Every time I boot my computers, I cannot access my shared folders from the NFS client until I stop the firewall. Once I access the folders, I can re-enable the firewall and it continues working, but do I need to do that every time ? According to the YaST NFS Client openSUSE wiki page:
On first configuration you must turn off the Firewall. Otherwise you can not (probably) detect the NFS servers on the LAN.
So I interpret it as “only the first time”.
I didn’t find an openSUSE wiki for the NFS Server. It would be nice to have one as well.
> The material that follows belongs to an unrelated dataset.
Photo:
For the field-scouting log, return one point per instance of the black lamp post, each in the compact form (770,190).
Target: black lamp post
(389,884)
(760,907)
Thanks. I vaguely thought of the fact that apart from the NFS protocol, also RPC is used for the portmapper, and then several posts are defined for use through the portmapper and those ports must of course not be blocked. As you report something that I hve not seen earlier here, my idea was that you may have configured in a “not standard” way (where YaST would have taken care of the peculiarities). Thus my question.
I still think that the fact that other NFS client systems seem to run without this problem (I have seen no reports here and also assume that many use SuSeFirewall2) iss a point that should not be forgotten in analysing this.
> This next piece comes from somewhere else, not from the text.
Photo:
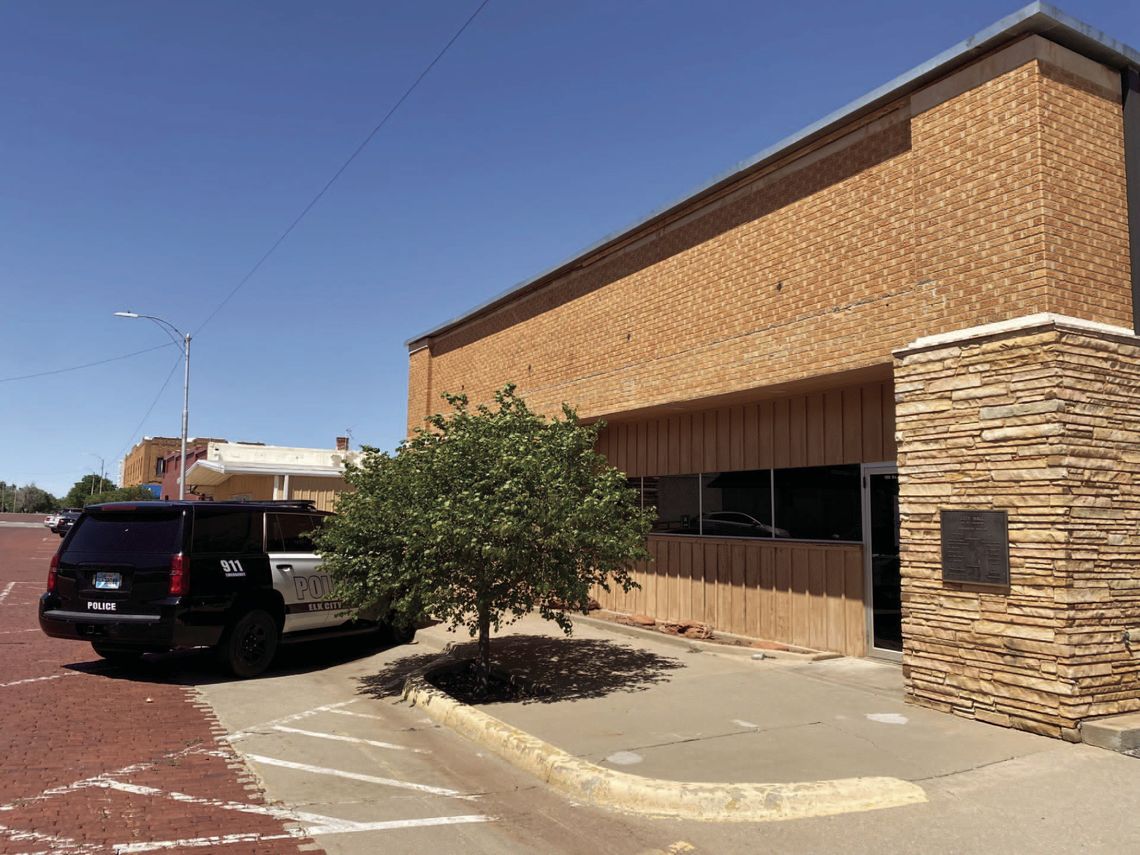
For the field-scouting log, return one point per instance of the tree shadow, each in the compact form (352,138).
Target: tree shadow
(556,669)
Woops, I think I spoke too fast. I tried opening The file browser with root privileges and clicking on the unmounted NFS partition while the firewalls were on and it worked.
Still, having to open as root is an additional step that I’d like to avoid. Is that obligatory ?
user
Allow an ordinary user to mount the filesystem. The name of the mounting user is written to mtab so that he can unmount the filesystem again. This option implies the options noexec, nosuid, and nodev (unless overridden by subsequent options, as in the option line user,exec,dev,suid).
nouser
Forbid an ordinary (i.e., non-root) user to mount the filesystem. This is the default.
users
Allow every user to mount and unmount the filesystem. This option implies the options noexec, nosuid, and nodev (unless overridden by subsequent options, as in the option line users,exec,dev,suid).